The origin of the term ‘ Rohingya’ is phonological as this how it sounds when the word ‘Rakhine’ is pronounced by a person speaking in Chittagongian dialect accented Bengali- the mother tongue of nearly all Muslims of the erstwhile Arakan and now Rakhine state of Myanmar.
The term is not recognised by the government though this group of Chittagongian dialect speaking Muslims prefer to call themselves Rohingyas after the Army take over in 1962 when the Government initiated a rigorous process of verification of the status of settlers who were not ‘ indegenous to Burma as a measure of asserting their distinct ethnic and religious identity. It has thus acquired political and geopolitical significance as prior to 1962 they used to refer themselves Arakan Muslims.

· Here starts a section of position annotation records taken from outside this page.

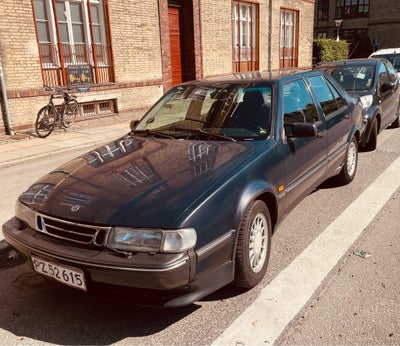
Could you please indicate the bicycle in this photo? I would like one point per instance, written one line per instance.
(63, 115)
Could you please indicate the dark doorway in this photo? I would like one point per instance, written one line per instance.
(181, 31)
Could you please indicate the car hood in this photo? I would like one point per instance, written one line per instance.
(141, 182)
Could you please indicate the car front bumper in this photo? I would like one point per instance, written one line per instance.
(168, 280)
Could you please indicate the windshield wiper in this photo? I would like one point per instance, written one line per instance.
(209, 134)
(154, 133)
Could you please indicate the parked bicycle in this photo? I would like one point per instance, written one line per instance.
(62, 115)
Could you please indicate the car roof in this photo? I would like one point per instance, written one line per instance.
(257, 76)
(351, 62)
(386, 51)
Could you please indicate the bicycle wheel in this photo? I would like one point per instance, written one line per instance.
(70, 112)
(45, 121)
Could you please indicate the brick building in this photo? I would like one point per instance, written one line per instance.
(130, 52)
(367, 25)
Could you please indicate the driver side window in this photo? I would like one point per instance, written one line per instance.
(298, 105)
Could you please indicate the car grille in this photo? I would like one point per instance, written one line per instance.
(71, 231)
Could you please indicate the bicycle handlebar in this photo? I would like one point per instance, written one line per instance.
(65, 89)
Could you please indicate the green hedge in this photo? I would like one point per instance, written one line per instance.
(326, 50)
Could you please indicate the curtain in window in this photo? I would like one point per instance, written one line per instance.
(73, 41)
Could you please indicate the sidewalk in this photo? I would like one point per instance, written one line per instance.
(26, 145)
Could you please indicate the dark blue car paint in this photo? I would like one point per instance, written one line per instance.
(178, 193)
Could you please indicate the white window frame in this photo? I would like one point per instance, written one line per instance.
(51, 22)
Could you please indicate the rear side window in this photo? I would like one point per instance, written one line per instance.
(328, 97)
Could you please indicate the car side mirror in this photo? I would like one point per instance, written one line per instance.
(300, 130)
(387, 86)
(133, 124)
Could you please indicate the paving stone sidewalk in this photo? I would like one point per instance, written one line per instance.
(26, 145)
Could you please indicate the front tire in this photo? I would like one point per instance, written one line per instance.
(45, 121)
(71, 110)
(349, 168)
(253, 246)
(373, 137)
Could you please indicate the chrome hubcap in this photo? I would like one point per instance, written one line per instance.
(258, 243)
(351, 159)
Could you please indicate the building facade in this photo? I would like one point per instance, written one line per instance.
(122, 56)
(368, 25)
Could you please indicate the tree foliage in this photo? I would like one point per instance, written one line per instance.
(326, 50)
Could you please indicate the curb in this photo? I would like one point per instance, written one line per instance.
(20, 151)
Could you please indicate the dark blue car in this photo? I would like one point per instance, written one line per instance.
(187, 202)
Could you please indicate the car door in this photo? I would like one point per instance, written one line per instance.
(336, 113)
(304, 158)
(389, 98)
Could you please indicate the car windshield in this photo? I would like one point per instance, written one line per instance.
(393, 58)
(222, 112)
(354, 78)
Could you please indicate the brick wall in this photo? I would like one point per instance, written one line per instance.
(141, 63)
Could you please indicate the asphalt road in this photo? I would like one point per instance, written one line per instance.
(316, 291)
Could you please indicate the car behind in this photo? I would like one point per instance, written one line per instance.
(391, 54)
(188, 200)
(375, 81)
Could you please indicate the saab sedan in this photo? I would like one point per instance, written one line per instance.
(188, 200)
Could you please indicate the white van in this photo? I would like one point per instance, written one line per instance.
(392, 54)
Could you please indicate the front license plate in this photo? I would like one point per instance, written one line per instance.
(70, 276)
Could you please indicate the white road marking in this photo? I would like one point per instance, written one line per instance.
(280, 301)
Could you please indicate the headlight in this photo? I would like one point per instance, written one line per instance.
(366, 101)
(150, 240)
(25, 214)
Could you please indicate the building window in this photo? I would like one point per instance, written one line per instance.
(289, 33)
(323, 9)
(245, 36)
(352, 8)
(73, 42)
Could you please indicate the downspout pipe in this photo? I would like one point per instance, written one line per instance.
(270, 36)
(4, 104)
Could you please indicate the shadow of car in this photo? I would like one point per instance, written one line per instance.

The geopolitical importance of the Rohingyas is because of their concentration in the North Rakhine bordering Chittagong district of Bangladesh in sizeable strength though with a population of 1 million plus they are in a minority in the total Rakhine population of 3.2 million of mostly Buddhists. The Statesman’s Yearbook 2017 that ” around 1 million Muslims of South Asian descent are stateless ” in Rakhine state.
To make an estimate of the present Rohingya “stateless ‘ population is hazardous because the mass exodus of this group of Muslims have been taking place since 1978 and again in 1991, 1992 and since 2012 it has been a regular and steady movement of the Rohingyas seeking refuge in countries in the neighborhood – mainly in Bangladesh but also in India and countries in south east Asia.
About half a million Rohingyas have taken refuge in Bangladesh in the wake of disturbances after August 25 this year and according to Bangladesh an equal number of Rohingyas have been living in refugee camps in Bangladesh who moved earlier in several waves.
Thus it is difficult to estimate the Rohingya population still left in Rakhine though it must be small as the satellite imageries show large tracts of burnt out villages where the Rohingyas lived till recently. There is thus some truth in the assessment of the UNHCR that it is a ” text book case of ethnic cleansing.”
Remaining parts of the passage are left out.